An estimated 11 percent of women between the ages of 15 and 44 are affected by endometriosis, a painful disorder in which tissue that normally lines the uterus grows outside the uterus. “The tissue often travels backwards from inside the uterus, through the fallopian tubes, into the pelvis and becomes trapped in the pelvic cavity,” Dr. Edward Tangchitnob, an OB-GYN with Emanate Health in Southern California, tells SheKnows. “[This can] lead to scarring, inflammation, and cysts.”
Although the illness is different for everyone, some of the most common symptoms are painful periods and bleeding between periods. There are four stages of endometriosis, with stage one being “minimal” and stage four being “severe.”
To help understand the differences between the four stages of endometriosis, we spoke with women’s health experts about how the symptoms vary and how the different stages affect the women diagnosed.

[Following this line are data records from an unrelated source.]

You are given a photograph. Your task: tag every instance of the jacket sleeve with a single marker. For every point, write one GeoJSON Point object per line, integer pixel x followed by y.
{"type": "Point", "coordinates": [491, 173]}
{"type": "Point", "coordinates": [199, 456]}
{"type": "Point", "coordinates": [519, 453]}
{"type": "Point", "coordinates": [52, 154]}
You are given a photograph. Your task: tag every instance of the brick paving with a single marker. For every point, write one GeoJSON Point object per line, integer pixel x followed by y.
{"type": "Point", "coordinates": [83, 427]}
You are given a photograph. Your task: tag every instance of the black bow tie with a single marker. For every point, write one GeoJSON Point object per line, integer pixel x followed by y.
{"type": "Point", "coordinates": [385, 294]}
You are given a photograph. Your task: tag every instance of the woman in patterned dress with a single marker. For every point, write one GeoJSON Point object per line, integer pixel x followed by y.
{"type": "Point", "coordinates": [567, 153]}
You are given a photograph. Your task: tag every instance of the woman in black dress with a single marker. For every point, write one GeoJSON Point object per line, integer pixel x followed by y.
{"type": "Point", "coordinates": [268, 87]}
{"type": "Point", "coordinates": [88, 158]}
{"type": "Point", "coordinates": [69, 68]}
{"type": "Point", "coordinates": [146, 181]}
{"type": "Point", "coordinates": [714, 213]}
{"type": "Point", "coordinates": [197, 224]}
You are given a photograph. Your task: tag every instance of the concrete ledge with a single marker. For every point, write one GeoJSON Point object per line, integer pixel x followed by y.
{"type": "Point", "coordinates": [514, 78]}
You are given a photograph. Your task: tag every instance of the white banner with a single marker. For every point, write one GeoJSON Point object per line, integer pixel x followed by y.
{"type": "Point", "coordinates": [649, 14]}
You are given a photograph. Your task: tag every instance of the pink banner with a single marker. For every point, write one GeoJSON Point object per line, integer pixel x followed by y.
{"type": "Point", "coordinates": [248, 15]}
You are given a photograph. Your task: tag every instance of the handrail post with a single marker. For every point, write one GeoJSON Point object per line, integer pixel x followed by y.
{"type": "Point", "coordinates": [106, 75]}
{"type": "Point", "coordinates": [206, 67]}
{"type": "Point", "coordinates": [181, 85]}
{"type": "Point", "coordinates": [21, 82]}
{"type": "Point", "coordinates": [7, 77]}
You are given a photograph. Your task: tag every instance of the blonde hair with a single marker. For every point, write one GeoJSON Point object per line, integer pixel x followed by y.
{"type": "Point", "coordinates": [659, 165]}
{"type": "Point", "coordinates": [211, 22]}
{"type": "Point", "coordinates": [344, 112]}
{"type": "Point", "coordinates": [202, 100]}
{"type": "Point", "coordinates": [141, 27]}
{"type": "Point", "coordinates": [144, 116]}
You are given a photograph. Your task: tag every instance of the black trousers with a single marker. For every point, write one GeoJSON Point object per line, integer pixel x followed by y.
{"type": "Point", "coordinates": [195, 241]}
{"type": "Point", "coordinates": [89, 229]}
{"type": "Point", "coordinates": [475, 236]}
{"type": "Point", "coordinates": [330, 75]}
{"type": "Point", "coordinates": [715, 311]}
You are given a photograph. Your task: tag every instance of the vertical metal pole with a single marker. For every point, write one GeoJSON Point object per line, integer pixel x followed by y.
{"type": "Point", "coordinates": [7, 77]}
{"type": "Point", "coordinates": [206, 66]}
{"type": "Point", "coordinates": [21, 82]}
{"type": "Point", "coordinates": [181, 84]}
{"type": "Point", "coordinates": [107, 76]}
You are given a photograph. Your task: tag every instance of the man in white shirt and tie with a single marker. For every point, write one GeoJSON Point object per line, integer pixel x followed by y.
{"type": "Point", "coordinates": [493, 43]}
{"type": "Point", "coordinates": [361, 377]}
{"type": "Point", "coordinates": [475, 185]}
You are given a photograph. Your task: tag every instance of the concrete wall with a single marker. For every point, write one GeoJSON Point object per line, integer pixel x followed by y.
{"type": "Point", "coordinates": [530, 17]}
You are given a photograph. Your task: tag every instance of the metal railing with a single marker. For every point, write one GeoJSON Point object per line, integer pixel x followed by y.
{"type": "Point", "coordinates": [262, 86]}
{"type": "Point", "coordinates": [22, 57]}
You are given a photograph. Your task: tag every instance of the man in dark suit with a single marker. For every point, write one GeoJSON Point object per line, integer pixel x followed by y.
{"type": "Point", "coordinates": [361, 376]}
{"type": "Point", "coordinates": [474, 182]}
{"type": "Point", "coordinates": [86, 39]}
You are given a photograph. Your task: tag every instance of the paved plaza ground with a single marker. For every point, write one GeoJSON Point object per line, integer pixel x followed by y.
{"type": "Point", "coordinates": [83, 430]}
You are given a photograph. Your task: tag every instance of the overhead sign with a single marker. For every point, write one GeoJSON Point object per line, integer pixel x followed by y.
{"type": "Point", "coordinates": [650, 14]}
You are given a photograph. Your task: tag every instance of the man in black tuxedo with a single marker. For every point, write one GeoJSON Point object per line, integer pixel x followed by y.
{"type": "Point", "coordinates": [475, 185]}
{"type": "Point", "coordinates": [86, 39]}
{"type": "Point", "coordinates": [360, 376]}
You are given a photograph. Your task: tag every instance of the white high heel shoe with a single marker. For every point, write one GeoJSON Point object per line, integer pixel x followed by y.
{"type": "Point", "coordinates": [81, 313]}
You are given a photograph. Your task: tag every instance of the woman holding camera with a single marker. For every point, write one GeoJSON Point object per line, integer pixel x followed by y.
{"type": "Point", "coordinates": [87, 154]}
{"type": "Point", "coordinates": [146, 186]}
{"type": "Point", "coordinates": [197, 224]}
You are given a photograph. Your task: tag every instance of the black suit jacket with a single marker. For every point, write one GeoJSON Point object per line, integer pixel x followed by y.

Based on surgical findings as set forth by the ASRM (American Society for Reproductive Medicine), Dr. Rebecca Brightman, a private practice OB-GYN in New York and educational partner for SpeakENDO, explains that stage one is considered “minimal disease.” Women with stage one endometriosis have small implants and lesions, and minimal scarring or adhesions.
“It’s important to note that women may feel severe pain and discomfort in this stage, along with stage two,” says Dr. Tangchitnob.
Dr. Brightman also emphasized that just because stage one is considered “minimal,” it certainly doesn’t mean it’s painless. “The stage of disease or extent of disease does not always correlate with the degree of symptoms,” she tells SheKnows, adding that women with stages one and two can be severely impacted by the symptoms of disease.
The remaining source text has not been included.